Rules & Regulation

Wheelchair Rugby  is a truely international sport. There are more than forty countries that actively participate in the sport of wheelchair rugby, or who are developing programs within their nation, and it continues to be one of the fastest growing Paralympic sports in the world today. The rules of Wheelchair Rugby are governed by the International Wheelchair Rugby Federation.

Basic Rules

  • The game is played on regulation-sized hardwood basketball court.The game is played with a standard volleyball.
  • Teams are mixed; men and women can play on the same team. A team consists of up to 12 players. 
  • All players have a classification (a measure of their functional physical ability), which ranges from 0.5 (least function) to 3.5 (most function). 
  • Each team fields four players on court at a time. 
  • The classification points of the four players on the court must add up to 8.0 classification points.
  • A game consists of 4 x 8 minute period with a 2 minute break between periods and a 5 minute break at halftime.
  • A player has 12 seconds to advance the ball into the opponents half-court.
  • Players have 40 seconds to advance into their opponents half and score.
  • The player with the ball has unrestricted pushes, but must pass or dribble the ball every 10 seconds or a turnover is awarded.
  • After a goal or stoppage of play, player has 10 seconds to inbound the ball.
  • A goal is scored when a player carries the ball across the opposing team’s goal line. Two wheels of the player’s wheelchair must cross the line and the player must be in possession of the ball.
  • Each team has four time-outs of 30 seconds each, which may be used during the four quarters of regulation play and may be called by players on the floor, and two one-minute bench time outs that can be called by the coach.If the score is tied, an overtime period of three minutes will be played.
  • Additional overtime periods can be played until one team wins.
  • Fouls are assessed and penalties can include awarding of a goal, a timed penalty or a turnover.

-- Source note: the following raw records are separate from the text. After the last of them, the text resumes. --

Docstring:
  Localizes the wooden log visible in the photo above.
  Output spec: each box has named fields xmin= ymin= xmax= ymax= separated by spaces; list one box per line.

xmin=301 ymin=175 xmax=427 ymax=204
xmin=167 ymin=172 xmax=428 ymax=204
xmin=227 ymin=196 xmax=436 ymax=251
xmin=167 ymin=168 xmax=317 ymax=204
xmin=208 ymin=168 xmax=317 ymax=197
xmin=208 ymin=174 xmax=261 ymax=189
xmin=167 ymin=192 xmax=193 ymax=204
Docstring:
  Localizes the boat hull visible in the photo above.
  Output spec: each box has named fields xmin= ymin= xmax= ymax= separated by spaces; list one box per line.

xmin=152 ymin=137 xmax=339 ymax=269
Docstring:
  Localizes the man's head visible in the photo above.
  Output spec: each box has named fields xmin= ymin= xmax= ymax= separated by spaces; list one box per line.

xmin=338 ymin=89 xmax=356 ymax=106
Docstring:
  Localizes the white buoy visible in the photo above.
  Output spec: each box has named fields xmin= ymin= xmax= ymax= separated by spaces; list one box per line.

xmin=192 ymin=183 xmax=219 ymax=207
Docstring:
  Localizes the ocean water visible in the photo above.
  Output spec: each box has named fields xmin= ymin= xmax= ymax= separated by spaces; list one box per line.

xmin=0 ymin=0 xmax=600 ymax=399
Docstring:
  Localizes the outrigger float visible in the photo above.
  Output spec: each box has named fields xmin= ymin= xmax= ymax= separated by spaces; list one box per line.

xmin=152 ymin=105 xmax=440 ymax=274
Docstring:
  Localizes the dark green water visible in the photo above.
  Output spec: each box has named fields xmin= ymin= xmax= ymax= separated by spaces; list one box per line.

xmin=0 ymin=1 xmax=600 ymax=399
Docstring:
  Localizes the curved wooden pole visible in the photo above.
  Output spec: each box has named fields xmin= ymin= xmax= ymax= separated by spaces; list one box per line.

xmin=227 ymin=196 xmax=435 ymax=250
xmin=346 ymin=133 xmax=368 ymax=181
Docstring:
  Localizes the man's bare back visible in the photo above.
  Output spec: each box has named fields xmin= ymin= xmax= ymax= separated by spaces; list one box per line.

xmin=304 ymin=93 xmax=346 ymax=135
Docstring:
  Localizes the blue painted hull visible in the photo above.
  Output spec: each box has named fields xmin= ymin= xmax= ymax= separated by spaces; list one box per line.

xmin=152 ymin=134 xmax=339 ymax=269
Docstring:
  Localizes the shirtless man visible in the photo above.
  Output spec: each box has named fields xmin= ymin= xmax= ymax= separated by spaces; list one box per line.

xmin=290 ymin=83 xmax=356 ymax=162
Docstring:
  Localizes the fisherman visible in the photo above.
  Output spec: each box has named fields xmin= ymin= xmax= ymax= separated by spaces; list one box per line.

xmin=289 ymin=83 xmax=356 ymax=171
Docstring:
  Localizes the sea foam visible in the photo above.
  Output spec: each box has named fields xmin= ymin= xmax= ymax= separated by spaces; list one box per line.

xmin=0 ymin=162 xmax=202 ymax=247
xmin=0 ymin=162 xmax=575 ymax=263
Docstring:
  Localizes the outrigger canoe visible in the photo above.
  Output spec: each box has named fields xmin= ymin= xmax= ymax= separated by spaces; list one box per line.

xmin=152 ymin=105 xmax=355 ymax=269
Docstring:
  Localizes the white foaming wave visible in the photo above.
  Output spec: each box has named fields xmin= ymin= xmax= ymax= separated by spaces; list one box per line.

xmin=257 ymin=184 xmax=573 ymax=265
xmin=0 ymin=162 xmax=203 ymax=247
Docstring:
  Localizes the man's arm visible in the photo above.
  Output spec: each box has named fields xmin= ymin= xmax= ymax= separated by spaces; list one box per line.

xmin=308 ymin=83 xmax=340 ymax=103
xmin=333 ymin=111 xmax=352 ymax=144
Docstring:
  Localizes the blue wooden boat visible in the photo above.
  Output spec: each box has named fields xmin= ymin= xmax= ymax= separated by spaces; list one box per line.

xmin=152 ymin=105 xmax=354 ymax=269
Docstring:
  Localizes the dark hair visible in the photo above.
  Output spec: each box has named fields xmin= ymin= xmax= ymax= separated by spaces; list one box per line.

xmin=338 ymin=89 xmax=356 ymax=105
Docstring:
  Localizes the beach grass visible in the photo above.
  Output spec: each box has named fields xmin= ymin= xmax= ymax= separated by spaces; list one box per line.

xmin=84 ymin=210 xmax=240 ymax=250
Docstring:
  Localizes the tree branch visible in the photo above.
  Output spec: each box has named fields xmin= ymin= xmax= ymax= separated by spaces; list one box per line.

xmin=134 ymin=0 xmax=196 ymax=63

Common Foul and Violations

Physical Advantage Violation:
When a player who has possession of the ball touches the floor with any part of his body, or with any part of his wheelchair except the four wheels and anti-tip device.

Ten Seconds – No Dribble
A player who has possession of the ball must dribble or pass every 10 seconds.

Ten Seconds in the Key:
A player whose team has control of the ball cannot remain in the opposing team’s key area for more than 10 seconds.

Twelve Second Violation: 
After inbounding the ball, a team has 12 seconds to bring the ball over the half-court line.

Charging Foul: 
Occurs if one player strikes another player with excessive speed or force, risking injury to the player.

Contact Before the Whistle
Occurs in one player makes deliberate or advantageous contact with another player while the ball is dead. Each team will receive one contact warning in each half.

Out-And-In:
Occurs when a player who has possession of the ball leaves the court with one wheel on the goal line and then returns to the court without a second wheel crossing to score a goal.

Four in the Key:
Occurs when the defending team has four of their players in their own key area. The foul is charged to the last defending player who entered the key.

Holding: 
When a player grasps or holds the wheelchair of another player with a hand or other part of the body.

Illegal Use of Hands:
When a player strikes another player using his arms.

Spinning:
When a player strikes another player’s wheelchair anywhere behind the axle of the rear wheel, causing the wheelchair to rotate horizontally or vertically so that the player’s safety is at risk.

Technical fouls:
Occurs when a player or coach acts in a disrespectful or unsportsmanlike manner.